Cette langue est aussi « la langue du fétichisme » . Elle cherche à imposer une représentation du monde qui inverse les déterminations, en faisant passer les rapports sociaux comme des rapports entre choses. C’est sans doute la clé de l’idéologie néolibérale, qui repose sur le primat de l’économique : il y aurait des lois économiques quasiment naturelles déterminant ce qui est socialement possible. Vouloir les enfreindre ­ par exemple en augmentant les salaires ou en réduisant le temps de travail ­ revient à commettre un contresens économique qui conduit forcément à de sévères retours de bâton. Il s’agit donc d’un discours de soumission à un ordre social présenté comme immuable et intangible. Le discours néolibéral est toujours une violence exercée sur les dominés, redoublée souvent de leur stigmatisation : il suffit de penser à l’argumentation sur le chômage « volontaire » ou sur l’« inemployabilité ».

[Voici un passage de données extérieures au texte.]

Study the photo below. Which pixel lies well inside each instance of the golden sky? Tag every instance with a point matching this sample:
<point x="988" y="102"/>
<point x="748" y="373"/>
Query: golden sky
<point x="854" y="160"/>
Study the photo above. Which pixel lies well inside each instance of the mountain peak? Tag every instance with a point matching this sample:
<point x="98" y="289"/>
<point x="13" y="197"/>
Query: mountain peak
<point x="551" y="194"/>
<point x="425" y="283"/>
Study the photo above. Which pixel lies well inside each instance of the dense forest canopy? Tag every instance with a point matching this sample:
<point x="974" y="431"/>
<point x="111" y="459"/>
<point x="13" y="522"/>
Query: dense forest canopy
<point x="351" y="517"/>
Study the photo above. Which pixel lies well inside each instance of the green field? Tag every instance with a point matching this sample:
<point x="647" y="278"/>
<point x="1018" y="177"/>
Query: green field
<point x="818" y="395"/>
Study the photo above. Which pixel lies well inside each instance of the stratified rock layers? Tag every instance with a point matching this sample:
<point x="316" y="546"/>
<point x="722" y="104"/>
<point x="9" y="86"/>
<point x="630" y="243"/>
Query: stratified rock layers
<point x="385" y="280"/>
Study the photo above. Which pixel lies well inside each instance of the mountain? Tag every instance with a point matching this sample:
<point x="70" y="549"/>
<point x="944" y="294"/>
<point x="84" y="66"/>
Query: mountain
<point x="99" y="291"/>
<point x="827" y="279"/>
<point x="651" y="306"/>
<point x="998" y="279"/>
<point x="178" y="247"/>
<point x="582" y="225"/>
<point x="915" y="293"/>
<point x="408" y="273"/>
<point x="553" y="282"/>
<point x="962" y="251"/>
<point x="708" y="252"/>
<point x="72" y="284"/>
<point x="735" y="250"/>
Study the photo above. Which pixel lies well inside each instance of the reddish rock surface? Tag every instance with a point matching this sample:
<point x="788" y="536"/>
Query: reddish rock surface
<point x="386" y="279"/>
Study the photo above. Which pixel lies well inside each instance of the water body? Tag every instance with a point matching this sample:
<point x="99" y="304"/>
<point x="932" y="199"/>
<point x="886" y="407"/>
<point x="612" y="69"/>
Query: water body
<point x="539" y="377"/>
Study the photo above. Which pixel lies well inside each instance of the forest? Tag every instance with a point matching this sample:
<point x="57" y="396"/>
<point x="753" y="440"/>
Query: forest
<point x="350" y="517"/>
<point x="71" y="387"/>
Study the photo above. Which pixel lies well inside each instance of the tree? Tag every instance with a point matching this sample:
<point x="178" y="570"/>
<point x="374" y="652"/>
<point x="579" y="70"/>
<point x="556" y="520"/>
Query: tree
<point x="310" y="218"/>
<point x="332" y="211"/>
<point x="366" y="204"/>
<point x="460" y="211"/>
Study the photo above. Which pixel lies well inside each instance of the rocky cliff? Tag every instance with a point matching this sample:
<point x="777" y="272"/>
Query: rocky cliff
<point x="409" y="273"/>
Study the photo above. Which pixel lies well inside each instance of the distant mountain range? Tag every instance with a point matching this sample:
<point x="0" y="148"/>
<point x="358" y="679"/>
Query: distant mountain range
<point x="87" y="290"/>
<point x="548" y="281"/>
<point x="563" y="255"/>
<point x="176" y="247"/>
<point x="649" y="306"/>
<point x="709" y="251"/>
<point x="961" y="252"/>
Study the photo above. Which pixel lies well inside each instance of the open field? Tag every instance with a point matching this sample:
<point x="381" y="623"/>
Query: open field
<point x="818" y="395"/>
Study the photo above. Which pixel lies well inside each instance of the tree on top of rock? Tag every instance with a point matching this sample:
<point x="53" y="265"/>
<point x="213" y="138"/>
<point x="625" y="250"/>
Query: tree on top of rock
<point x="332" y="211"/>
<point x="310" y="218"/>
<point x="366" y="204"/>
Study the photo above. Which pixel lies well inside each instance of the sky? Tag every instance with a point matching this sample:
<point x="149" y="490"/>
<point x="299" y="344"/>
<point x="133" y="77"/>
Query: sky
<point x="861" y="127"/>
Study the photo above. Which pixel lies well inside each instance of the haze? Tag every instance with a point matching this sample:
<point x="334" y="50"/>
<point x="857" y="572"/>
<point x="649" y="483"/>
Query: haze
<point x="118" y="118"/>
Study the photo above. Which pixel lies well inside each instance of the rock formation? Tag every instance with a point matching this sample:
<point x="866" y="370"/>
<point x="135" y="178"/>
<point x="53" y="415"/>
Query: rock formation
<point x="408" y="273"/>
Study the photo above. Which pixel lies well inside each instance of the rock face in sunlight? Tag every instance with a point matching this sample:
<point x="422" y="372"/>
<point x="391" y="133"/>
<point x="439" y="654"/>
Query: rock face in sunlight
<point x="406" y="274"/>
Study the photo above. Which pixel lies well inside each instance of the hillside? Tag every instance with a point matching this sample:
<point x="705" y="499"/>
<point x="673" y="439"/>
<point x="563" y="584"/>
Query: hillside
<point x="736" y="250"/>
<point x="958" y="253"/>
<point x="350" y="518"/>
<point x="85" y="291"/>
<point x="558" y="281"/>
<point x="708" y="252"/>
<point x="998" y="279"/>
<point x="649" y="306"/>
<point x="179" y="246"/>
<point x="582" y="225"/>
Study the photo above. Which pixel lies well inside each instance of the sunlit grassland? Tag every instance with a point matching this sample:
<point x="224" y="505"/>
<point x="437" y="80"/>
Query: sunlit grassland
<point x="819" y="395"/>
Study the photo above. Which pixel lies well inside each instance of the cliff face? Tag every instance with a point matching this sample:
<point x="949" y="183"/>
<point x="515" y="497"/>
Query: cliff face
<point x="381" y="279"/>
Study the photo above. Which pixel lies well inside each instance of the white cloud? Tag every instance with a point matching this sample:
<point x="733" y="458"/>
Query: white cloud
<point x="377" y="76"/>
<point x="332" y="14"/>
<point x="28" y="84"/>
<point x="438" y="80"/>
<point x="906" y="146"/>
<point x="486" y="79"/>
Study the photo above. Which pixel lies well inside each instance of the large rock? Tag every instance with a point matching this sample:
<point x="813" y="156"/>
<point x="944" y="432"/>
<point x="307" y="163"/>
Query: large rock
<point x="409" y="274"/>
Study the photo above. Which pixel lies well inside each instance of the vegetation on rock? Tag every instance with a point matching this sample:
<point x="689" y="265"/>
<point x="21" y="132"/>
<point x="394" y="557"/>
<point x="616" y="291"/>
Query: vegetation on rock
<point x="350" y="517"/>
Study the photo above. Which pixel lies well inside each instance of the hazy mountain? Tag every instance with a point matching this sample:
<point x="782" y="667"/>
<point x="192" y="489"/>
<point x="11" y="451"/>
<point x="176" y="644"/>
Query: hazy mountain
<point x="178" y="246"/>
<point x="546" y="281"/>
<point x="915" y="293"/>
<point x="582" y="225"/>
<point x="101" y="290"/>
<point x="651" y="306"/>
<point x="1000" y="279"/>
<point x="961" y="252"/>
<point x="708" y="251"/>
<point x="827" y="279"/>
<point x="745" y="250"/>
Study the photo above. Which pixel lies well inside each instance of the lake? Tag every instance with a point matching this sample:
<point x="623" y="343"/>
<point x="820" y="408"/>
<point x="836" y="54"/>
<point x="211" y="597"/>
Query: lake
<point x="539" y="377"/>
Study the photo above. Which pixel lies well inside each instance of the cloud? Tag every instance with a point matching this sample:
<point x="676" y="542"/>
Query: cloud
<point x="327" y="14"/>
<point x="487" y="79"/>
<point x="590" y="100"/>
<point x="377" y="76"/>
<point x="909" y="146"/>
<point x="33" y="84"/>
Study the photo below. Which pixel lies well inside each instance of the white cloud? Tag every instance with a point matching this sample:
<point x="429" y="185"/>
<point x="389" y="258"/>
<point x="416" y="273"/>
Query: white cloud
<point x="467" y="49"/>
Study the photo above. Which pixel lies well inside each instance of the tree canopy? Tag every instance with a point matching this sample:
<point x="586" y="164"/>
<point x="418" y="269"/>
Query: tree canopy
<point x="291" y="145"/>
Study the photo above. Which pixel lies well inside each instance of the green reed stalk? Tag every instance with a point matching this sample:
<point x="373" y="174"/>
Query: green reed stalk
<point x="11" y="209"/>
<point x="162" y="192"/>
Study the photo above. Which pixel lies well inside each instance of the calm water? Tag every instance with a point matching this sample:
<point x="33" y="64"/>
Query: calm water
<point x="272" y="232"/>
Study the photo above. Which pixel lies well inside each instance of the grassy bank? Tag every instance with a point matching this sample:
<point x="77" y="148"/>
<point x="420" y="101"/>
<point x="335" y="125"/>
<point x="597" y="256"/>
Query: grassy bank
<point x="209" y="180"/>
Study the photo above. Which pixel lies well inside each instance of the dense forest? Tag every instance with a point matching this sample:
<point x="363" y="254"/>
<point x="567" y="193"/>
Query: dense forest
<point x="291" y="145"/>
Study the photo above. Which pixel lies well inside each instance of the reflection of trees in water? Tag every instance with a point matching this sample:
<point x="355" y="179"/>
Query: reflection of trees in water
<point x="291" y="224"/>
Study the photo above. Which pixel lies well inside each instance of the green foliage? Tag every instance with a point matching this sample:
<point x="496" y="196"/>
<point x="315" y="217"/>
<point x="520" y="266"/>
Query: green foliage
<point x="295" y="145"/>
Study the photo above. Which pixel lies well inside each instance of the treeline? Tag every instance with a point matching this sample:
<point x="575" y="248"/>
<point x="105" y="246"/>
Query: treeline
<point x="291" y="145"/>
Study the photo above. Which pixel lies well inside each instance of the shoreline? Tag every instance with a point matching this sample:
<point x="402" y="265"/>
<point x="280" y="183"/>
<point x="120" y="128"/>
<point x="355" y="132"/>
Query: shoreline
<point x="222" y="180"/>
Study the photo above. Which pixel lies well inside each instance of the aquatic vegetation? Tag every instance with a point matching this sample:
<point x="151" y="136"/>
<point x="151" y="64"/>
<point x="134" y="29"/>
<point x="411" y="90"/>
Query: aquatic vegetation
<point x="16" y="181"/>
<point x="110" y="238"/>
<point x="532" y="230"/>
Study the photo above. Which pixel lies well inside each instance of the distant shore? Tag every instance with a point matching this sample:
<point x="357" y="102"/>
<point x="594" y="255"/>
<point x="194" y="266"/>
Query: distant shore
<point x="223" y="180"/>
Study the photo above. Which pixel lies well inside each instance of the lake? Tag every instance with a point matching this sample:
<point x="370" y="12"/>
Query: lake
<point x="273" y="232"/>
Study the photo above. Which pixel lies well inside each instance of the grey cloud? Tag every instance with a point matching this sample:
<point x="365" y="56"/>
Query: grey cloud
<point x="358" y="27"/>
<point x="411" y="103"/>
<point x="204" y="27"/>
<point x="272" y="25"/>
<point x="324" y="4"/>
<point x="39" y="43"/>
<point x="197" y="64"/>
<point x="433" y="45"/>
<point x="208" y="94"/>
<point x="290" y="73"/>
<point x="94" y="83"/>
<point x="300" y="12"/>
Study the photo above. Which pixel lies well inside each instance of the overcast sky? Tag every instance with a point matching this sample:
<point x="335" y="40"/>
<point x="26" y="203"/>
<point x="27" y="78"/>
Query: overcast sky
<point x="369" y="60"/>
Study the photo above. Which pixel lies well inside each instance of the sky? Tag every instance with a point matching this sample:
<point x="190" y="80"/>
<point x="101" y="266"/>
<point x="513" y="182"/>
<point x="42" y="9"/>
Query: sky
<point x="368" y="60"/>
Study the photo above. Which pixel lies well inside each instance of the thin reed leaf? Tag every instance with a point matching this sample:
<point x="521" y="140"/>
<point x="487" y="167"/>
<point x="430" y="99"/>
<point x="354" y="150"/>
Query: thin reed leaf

Le livre d’Alain Bihr est organisé en 18 chapitres thématiques ­ allant du capital humain à la société civile en passant par les fonds de pension et l’individualité ­ et conclut sur un croustillant petit dictionnaire des idées reçues. À propos de la dette publique, on y trouve par exemple : « S’en indigner. C’est un gouffre sans fond ! […] Pester contre les impôts et les prélèvements obligatoires en général, qui dissuadent de travailler et d’entreprendre. » De tels propos de comptoir sont après tout le point d’arrivée, la forme vulgarisée et intériorisée du discours dominant. Le chapitre correspondant fournit alors un argumentaire pédagogique qui démonte pas à pas les fondements de ce discours et révèle son substrat social. En l’occurrence, la dette publique est engendrée par les cadeaux fiscaux faits aux riches, à qui elle procure de surcroît une véritable rente d’État. Ce ne sont donc pas les générations futures qui paieront cette dette, mais les contribuables les moins fortunés d’aujourd’hui.

Un mérite supplémentaire de cet ouvrage est de ne pas s’en tenir au discours économique stricto sensu , mais de l’élargir à la philosophie sociale qu’il fonde. De ce point de vue, l’entrée « individualité » montre bien comment l’exaltation formelle de l’ « indépendance personnelle » est compatible avec une « dépendance impersonnelle » accrue. Ce livre offre à ses lecteurs une critique du néolibéralisme synthétique, claire et rigoureuse. Par les temps qui courent, c’est un outil indispensable.